However, the phenomenon is hard to detect conclusively in real-world experiments and is still, more than 50 years on, not well understood. One reason for Anderson localisation being hard to spot experimentally is that the absence of diffusion can also be caused by entirely different mechanisms. The twin peak signal could provide a distinctive signature, and potentially applies to many different systems.

Atoms cooled to near absolute zero show collective wave-like behaviour — known as Bose-Einstein condensation — and the propagation of these quantum matter waves is also influenced by disorder. For an earlier paper, team-members Tomasz Karpiuk, Benoît Grémaud, Cord Müller and Christian Miniatura from CQT, with collaborator Nicolas Cherroret, performed detailed numerical and analytical calculations for a phenomenon known as "coherent back-scattering" (CBS), which heralds 'weak localisation', the precursor of Anderson localisation in a weakly disordered medium.
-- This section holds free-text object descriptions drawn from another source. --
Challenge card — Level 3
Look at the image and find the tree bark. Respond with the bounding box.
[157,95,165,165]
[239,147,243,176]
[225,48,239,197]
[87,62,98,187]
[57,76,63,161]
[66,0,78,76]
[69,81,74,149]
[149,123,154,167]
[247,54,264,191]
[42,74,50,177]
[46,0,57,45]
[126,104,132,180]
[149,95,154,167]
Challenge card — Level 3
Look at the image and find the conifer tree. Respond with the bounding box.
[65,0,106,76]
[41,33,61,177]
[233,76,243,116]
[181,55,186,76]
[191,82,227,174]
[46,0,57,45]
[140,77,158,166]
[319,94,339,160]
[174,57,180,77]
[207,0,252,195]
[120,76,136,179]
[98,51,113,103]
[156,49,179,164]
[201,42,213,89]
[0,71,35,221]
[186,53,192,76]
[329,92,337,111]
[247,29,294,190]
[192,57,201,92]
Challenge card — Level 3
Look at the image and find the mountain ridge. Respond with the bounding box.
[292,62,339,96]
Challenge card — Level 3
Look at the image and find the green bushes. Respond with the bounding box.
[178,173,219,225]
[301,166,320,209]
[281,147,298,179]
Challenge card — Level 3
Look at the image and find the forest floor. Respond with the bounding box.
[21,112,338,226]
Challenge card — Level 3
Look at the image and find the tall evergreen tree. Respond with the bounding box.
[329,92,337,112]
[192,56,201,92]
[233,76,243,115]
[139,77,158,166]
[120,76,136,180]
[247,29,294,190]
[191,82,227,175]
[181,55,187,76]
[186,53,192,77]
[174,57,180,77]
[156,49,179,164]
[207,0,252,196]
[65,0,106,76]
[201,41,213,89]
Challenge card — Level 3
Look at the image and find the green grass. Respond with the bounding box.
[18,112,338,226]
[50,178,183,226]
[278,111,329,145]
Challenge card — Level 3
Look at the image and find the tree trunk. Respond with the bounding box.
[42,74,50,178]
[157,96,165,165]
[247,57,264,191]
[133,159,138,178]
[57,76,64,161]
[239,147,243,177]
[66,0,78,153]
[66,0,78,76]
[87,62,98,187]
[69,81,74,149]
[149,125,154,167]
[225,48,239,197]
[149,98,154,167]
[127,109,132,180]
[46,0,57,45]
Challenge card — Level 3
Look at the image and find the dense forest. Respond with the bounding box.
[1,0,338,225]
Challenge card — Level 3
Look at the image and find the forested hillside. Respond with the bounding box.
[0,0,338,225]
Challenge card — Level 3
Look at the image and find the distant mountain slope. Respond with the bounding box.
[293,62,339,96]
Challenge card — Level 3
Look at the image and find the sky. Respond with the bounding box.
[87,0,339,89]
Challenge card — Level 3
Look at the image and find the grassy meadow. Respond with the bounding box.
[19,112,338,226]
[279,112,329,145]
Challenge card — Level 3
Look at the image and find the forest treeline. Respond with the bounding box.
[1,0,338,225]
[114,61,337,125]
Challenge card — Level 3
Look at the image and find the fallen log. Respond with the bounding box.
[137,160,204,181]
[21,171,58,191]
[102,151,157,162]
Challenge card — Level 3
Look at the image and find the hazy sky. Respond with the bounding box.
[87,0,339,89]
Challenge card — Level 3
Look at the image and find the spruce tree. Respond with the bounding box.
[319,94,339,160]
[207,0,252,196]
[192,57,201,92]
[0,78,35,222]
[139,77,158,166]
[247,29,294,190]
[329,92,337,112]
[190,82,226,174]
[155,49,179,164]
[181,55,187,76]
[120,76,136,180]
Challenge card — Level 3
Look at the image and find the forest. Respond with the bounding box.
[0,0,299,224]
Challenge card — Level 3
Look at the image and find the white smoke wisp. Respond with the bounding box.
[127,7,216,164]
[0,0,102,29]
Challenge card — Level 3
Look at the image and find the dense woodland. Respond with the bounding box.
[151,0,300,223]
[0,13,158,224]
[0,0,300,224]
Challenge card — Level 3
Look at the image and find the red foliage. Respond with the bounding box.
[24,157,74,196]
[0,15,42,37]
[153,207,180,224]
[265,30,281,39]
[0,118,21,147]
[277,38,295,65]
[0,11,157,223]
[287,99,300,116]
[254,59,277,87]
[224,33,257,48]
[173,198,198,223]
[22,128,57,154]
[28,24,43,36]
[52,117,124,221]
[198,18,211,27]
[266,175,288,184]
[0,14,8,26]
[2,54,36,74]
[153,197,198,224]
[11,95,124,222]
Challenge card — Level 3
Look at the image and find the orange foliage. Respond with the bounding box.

It has been known for a long time that interference enhances the probability that a travelling wave will be scattered backwards, giving rise to a single coherent back-scattering (CBS) peak. CBS signals are routinely used to measure the phase coherence of waves as vastly different as electronic, electromagnetic, acoustic and seismic. The teams' ideas about how a CBS peak in the velocity distribution of cold atoms could be measured were published in Physical Review A.

Experiments carried out since at Institut d'Optique in Palaiseau, France, have borne out the predictions, as described in a recent paper highlighted in Physical Review Letters. "The proposed experiment was brilliantly realised by our colleagues from Palaiseau, and the data are just beautiful," says Cord.

The team has strong connections with France. Benoît and Christian are both researchers with the French national research organisation CNRS, who hold joint appointments in Singapore thanks to the creation in 2011 of an "International Associated Laboratory", the LIA FSQL, with CNRS and affiliated organisations. The LIA also supports Tomasz and new team member CQTian Lee Kean Loon, who joined the group to continue the research.

Extending the numerical simulations from the first paper to longer times and stronger disorder, the team discovered an unexpected second signal. On entering the strong localisation regime, a coherent forward scattering (CFS) signal appears and complements the CBS signal. Intuitively, the CFS peak in the wave's velocity distribution appears because net transport has to stop when Anderson localisation sets in. Enhanced back-scattering must therefore be compensated by an equal amount of enhanced forward-scattering. The team proposes a detailed theoretical explanation that is based on the interference already responsible for CBS. This explanation highlights the role of the so-called Heisenberg time scale associated with the localisation volume.

The quick experimental observation of CBS with cold atoms makes the team confident that their new prediction will soon be tested with cold atoms. Also, experimentalists working with laser light that is scattered by strongly disordered media have expressed interest in this prediction and will try to search for the double-peak signal. The twin peak signal promises to provide new insights into how waves move when they localise.